A Anvisa formalizou nesta terça-feira (16) a criação de um grupo de trabalho para investigar a segurança da Butantan-DV, vacina contra a dengue desenvolvida pelo Instituto Butantan.
A portaria foi publicada no Diário Oficial da União oito dias após o Ministério da Saúde suspender temporariamente a campanha de imunização, diante de relatos de eventos adversos graves e duas mortes suspeitas em vacinados.
As autoridades sanitárias reforçam que não há, até o momento, comprovação de relação causal entre a vacina e os casos registrados.
O que motivou a investigação
Entre as cerca de 500 mil pessoas vacinadas até o fim de maio, o Ministério da Saúde registrou 3.703 notificações de eventos adversos. Desses, 42 apresentaram sinais compatíveis com dengue grave — como dor abdominal intensa, vômitos persistentes e sangramentos. Três foram classificados como graves, incluindo duas mortes ainda sob investigação.
A suspensão da campanha, anunciada em caráter preventivo, já previa a convocação de um painel técnico. Quando o Ministério da Saúde anunciou a interrupção da vacinação, a criação de um grupo conjunto entre Anvisa, PNI e Butantan foi apresentada como o próximo passo da apuração — e a portaria publicada nesta terça formaliza exatamente essa etapa.

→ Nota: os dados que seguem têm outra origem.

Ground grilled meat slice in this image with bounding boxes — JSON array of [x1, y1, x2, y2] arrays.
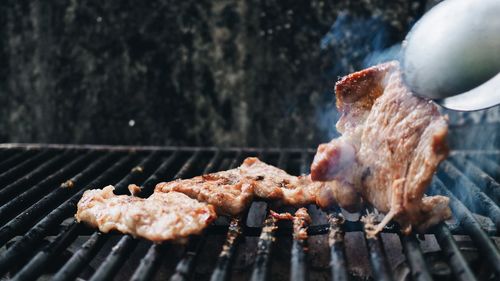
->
[[75, 186, 217, 242], [155, 157, 359, 213], [311, 62, 451, 233]]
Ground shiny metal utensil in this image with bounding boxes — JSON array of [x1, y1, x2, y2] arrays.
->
[[402, 0, 500, 111]]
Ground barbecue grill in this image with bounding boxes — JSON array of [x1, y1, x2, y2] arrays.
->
[[0, 144, 500, 281]]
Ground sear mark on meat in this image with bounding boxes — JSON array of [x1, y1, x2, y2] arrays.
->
[[311, 62, 451, 233], [155, 157, 360, 216], [75, 186, 217, 242]]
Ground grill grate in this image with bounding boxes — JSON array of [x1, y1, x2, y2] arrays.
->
[[0, 144, 500, 281]]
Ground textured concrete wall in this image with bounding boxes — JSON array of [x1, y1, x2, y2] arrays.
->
[[0, 0, 494, 149]]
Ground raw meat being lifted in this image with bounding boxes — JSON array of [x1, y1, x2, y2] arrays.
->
[[155, 157, 360, 213], [75, 186, 217, 242], [311, 62, 451, 234]]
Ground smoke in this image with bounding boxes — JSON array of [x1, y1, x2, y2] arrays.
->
[[316, 11, 401, 141]]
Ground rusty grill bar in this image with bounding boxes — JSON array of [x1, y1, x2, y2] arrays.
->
[[0, 144, 500, 281]]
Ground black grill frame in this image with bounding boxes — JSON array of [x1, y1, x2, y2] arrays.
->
[[0, 144, 500, 281]]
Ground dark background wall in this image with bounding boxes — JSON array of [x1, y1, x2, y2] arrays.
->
[[0, 0, 499, 147]]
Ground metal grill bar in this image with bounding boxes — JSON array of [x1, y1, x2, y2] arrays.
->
[[250, 152, 289, 281], [54, 152, 158, 280], [52, 232, 108, 281], [399, 234, 432, 281], [438, 161, 500, 229], [0, 152, 133, 273], [431, 179, 500, 277], [210, 151, 243, 281], [132, 151, 200, 280], [0, 148, 19, 163], [362, 210, 393, 281], [0, 151, 108, 245], [250, 212, 276, 281], [0, 150, 37, 173], [12, 221, 80, 280], [450, 155, 500, 202], [0, 150, 54, 186], [90, 151, 177, 281], [210, 218, 242, 281], [170, 150, 228, 281], [0, 150, 74, 204], [465, 155, 500, 181], [328, 211, 349, 281], [435, 223, 476, 281]]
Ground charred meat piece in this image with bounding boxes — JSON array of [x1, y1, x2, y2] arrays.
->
[[311, 62, 451, 233], [75, 186, 217, 242], [155, 157, 359, 216]]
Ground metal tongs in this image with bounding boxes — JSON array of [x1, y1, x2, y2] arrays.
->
[[402, 0, 500, 111]]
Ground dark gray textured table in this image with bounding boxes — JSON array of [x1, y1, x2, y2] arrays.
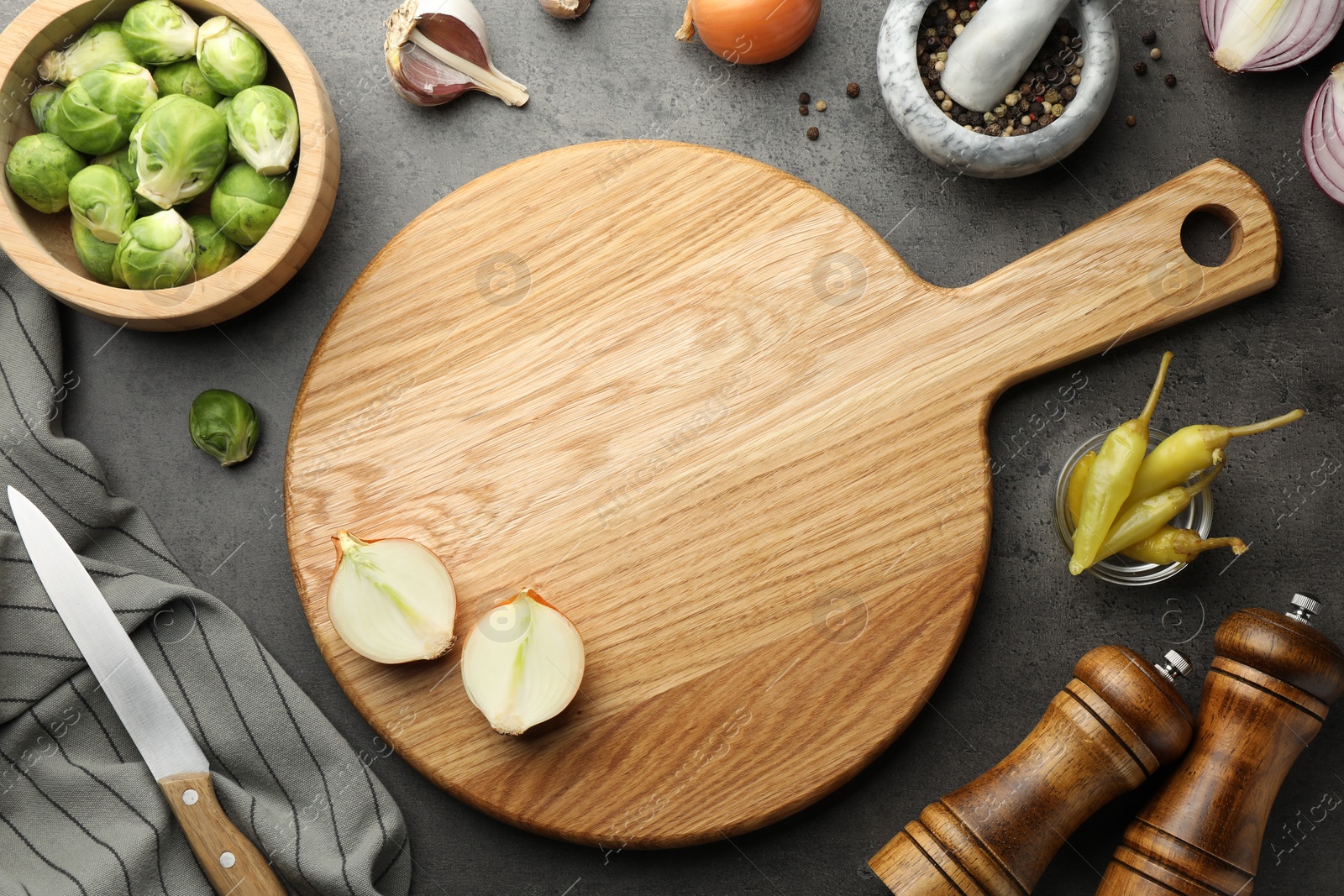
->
[[0, 0, 1344, 896]]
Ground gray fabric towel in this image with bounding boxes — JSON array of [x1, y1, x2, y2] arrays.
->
[[0, 255, 412, 896]]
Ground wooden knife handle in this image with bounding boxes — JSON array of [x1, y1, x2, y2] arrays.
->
[[159, 771, 285, 896], [869, 646, 1194, 896]]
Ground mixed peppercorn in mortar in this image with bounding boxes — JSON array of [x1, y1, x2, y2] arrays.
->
[[916, 0, 1084, 137]]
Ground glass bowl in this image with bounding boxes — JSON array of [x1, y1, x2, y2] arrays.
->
[[1055, 430, 1214, 584]]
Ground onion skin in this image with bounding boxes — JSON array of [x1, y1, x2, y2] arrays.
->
[[677, 0, 822, 65], [1302, 63, 1344, 206]]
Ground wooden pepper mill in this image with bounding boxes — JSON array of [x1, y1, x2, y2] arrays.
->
[[869, 646, 1194, 896], [1097, 594, 1344, 896]]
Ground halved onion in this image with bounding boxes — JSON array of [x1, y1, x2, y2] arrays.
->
[[1199, 0, 1344, 74], [1302, 63, 1344, 206]]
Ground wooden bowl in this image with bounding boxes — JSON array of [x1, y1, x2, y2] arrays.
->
[[0, 0, 340, 331]]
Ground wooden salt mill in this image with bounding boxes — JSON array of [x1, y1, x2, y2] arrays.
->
[[869, 646, 1194, 896], [1097, 594, 1344, 896]]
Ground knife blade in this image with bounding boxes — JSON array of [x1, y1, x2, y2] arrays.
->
[[9, 486, 285, 896]]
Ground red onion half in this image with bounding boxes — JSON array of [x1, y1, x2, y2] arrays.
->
[[1302, 63, 1344, 206], [1199, 0, 1344, 74]]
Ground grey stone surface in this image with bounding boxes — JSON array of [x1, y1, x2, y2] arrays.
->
[[0, 0, 1344, 896]]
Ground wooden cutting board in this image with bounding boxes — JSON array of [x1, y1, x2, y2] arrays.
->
[[286, 141, 1281, 849]]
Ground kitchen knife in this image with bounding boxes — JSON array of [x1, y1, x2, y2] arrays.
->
[[9, 486, 285, 896]]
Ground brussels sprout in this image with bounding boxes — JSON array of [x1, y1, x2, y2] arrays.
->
[[155, 59, 220, 106], [29, 85, 66, 134], [210, 164, 294, 246], [128, 94, 228, 208], [70, 217, 126, 289], [228, 85, 298, 176], [38, 22, 139, 85], [121, 0, 197, 65], [49, 62, 159, 156], [197, 16, 266, 97], [112, 207, 197, 289], [4, 133, 85, 215], [186, 215, 244, 280], [70, 165, 136, 244], [188, 390, 260, 466]]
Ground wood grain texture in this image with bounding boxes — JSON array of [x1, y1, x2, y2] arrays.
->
[[285, 141, 1279, 847], [159, 771, 286, 896], [869, 646, 1194, 896], [0, 0, 340, 331], [1097, 609, 1344, 896]]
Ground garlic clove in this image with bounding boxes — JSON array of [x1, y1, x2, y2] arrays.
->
[[542, 0, 589, 18], [383, 0, 528, 106], [327, 532, 457, 663], [462, 589, 583, 735]]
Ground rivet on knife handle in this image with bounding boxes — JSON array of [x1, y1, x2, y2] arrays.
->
[[159, 771, 285, 896]]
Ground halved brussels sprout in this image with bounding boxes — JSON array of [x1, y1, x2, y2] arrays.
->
[[197, 16, 266, 97], [210, 164, 294, 246], [228, 85, 298, 176], [128, 94, 228, 208], [155, 59, 220, 106], [112, 207, 199, 289], [121, 0, 197, 65], [186, 215, 244, 280], [38, 22, 139, 85], [70, 217, 126, 287], [29, 85, 66, 134], [70, 165, 136, 244], [49, 62, 159, 156], [4, 133, 85, 215]]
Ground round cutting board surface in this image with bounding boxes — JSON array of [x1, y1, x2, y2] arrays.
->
[[286, 141, 1277, 847]]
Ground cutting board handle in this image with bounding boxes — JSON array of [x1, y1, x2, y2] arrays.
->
[[954, 159, 1284, 396]]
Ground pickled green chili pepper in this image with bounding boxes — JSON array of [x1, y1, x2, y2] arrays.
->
[[1129, 410, 1305, 504], [1097, 448, 1227, 560], [1068, 352, 1176, 575]]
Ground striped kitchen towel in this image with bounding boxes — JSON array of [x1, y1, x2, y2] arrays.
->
[[0, 255, 412, 896]]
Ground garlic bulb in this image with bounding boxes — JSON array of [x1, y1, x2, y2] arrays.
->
[[327, 532, 457, 663], [542, 0, 589, 18], [462, 589, 583, 735], [383, 0, 528, 106]]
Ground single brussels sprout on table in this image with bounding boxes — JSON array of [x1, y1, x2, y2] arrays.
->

Como funcionará o grupo de trabalho
O grupo terá a missão de organizar e apoiar um Painel de Especialistas composto por profissionais externos convidados pela Anvisa. O painel terá caráter consultivo e trabalhará com base em evidências científicas atualizadas sobre o perfil de benefício e risco do imunizante.
A coordenação ficará sob responsabilidade da Quinta Diretoria da Anvisa, com apoio da Gerência de Farmacovigilância. Representantes de áreas ligadas a produtos biológicos, monitoramento sanitário e fiscalização também integrarão os trabalhos. O Programa Nacional de Imunizações (PNI) poderá ser convidado a participar das discussões.
A portaria não estabelece prazo de encerramento — o grupo permanecerá ativo enquanto houver necessidade de acompanhamento da segurança da vacina.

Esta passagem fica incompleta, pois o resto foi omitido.